Beyond Bulls & Bears

Retirement

Getting personal: Mind the benefits gap

Educating workers about workplace benefits is vital to employee retention, according to findings from Franklin Templeton’s 2024 “Voice of the American Workplace” survey. Our Jacque Reardon shares findings from the survey related to what employees want—and how employers can meet these needs to benefit both parties.

To find and retain talent, employers continue to broaden their benefits programs. But employers’ offerings may not be in sync with what workers want.

Franklin Templeton’s 2024 “Voice of the American Workplace” survey found most workers are seeking more financial benefits. Being financially independent is a leading goal and financial benefits, such as an increase in salary or larger 401(k) match, are easily quantified.

At the same time, many employers focus on offering improved health benefits and financial wellness programs. While health care is an important consideration, employees don’t always understand the value of some benefits, resulting in an underutilization of programs. This could also impact their retirement planning and financial security.

The VOTAW survey found 70% of employer plan sponsors have increased the number and quality of their benefits in recent years. At the same time, 72% of employees reported some type of challenge in understanding the offerings.
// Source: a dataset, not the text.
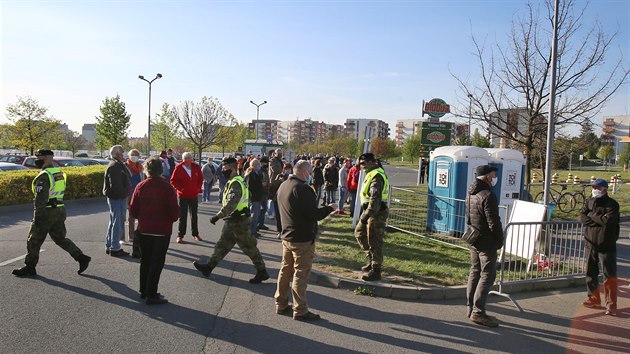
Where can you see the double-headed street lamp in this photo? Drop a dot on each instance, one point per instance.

For example, responding to growing demand, 49% of employers introduced financial wellness programs, but only 28% of employees said they took advantage of them.

To achieve the most participation and deliver valued benefits, employers want to know what workers are seeking, and how best to communicate the offerings.

How employees choose benefits may offer insights

Many employers surveyed (85%) said employees have increasingly asked about personalized benefits. The data suggest more choice and flexibility could boost engagement and may influence employee decision-making about their jobs.

In addition, 63% of employers noted that voluntary benefits have become increasingly popular among their workforce.

Work-life balance gains traction

The personalization of benefits is a growing trend. It emerged in response to changes in the healthcare system allowing for more options and the changing workplace, which is providing more hybrid and remote work flexibility.

Work-life balance has been a growing focus of employees and employers, particularly since the COVID-19 pandemic. Most employers surveyed (87%) said: “Hybrid or remote work supports employee well-being, reducing stress related to commuting and enabling a healthier work-life balance,” with 85% admitting that it’s also an effective recruiting and retention tool.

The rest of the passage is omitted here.